The seminar took place during the Norwegian Fisheries Forums annual meeting. Close to 60 participants; mostly scientists and officials from different manage authorities and organizations, gathered for two days at the Litteraturhuset in Oslo. Most of them came from Norway, but countries such as Namibia, Italy and Canada were also represented. The first day was spent mostly on historic reviews and present activities.
More engaged in fewer projects
The development projects in fisheries have dropped from a 4–5 percentage to less than 1 percent of the total cooperation budget in Norway the last decades. Other recent changes are fewer cooperating countries and fewer projects; while the level of involvement in each project is heavily raised. In addition the approach – this includes fisheries projects – is far more holistic than earlier on. The present projects emphasize competence building, education and training and issues such as health and infrastructure.

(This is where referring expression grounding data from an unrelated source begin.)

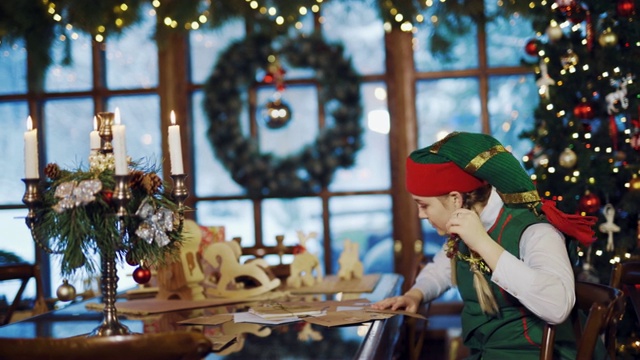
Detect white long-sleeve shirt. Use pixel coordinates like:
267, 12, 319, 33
410, 189, 576, 324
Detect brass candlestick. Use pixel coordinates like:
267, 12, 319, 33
97, 112, 114, 154
21, 178, 41, 228
113, 175, 132, 218
171, 174, 188, 229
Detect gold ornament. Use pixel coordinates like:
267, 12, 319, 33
559, 148, 577, 168
546, 22, 563, 41
560, 50, 579, 69
56, 279, 77, 302
262, 98, 292, 129
598, 28, 618, 47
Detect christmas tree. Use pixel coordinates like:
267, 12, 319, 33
519, 1, 640, 356
520, 0, 640, 281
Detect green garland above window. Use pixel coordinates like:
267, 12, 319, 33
202, 33, 363, 197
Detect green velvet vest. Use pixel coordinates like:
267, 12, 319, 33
456, 206, 578, 359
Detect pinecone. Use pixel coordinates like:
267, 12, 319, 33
142, 173, 163, 194
44, 163, 61, 180
128, 170, 145, 190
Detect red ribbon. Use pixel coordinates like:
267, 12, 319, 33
609, 115, 618, 151
540, 199, 597, 246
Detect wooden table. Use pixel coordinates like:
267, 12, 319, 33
0, 274, 403, 359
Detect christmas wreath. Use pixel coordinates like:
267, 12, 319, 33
202, 33, 363, 197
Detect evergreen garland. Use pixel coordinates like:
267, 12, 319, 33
202, 32, 363, 197
34, 158, 182, 277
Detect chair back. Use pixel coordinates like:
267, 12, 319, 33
0, 263, 48, 325
540, 281, 623, 360
0, 331, 213, 360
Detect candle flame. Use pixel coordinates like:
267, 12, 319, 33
170, 110, 176, 125
26, 116, 33, 131
93, 116, 98, 131
115, 107, 121, 125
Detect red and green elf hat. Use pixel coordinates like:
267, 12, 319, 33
406, 132, 597, 246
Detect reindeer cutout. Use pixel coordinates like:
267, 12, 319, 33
337, 239, 364, 280
606, 75, 632, 114
207, 321, 271, 356
202, 239, 280, 298
286, 231, 323, 288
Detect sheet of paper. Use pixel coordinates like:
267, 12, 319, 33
210, 334, 237, 351
233, 311, 302, 325
365, 308, 427, 320
177, 313, 234, 325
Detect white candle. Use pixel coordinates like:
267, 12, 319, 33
90, 116, 101, 151
112, 108, 128, 175
24, 116, 39, 179
168, 110, 184, 175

Future food from aquaculture
In recent years the oceans have been regarded as the final frontier – still to be explored and exploited by man. This growing interest is a worldwide phenomenon showcasing the management challenges: how do we maintain production, health and sustainability of the oceans alongside the increasing pressure on aquatic space and resources. Several of the speakers pointed out that the wild fisheries have reached their limits and that future food supplies have to come from aquaculture. The industry is booming; close to 600 aquaculture species are cultivated worldvide, and Asian countries are by far the largest producers. Even though the aquaculture industry increases year by year, future growth is endangered. The industry is especially vulnerable to diseases and parasites. Many countries lack efficient and robust management systems that can prevent or handle a rapidly spreading disease outbreak.
The importance of education
Norway is in lead in aquaculture science fields such as disease control, fish welfare and sustainability, and during the seminar the idea of an interdisciplinary educational center addressing these matters was launched. Amongst the speakers education and training – given both in the cooperation country and in Norway – were held up as a key success factors in developing projects. Pedro Barras, senior officer at FAO, and senior researcher Hilkka Ndjaula from The University of Namibia told the audience how they had benefited from their Norwegian PhDs – gaining language skills, cultural competence and networks.
People or nature?
Day two of the seminar was devoted to future focus and challenges. The release of the book
“Governance for fisheries and Marine conservation – interactions and co-evolution” immediately fuelled the ongoing discussion; is management and conservation – boiled down to people or nature – two clearly separated streams? Or does management automatically include conservation?
During the panel discussion it was pointed out that in order to produce enough food, we have to take care of nature. But it was also stated that the two streams differ in terms of risk. Are we willing to accept the same level of loss for people (livelihood and economics) as for nature (ecosystems and biodiversity)? No final answer was given. That may after all not be a surprise since the audience was (more or less) equally divided into scientists and managers.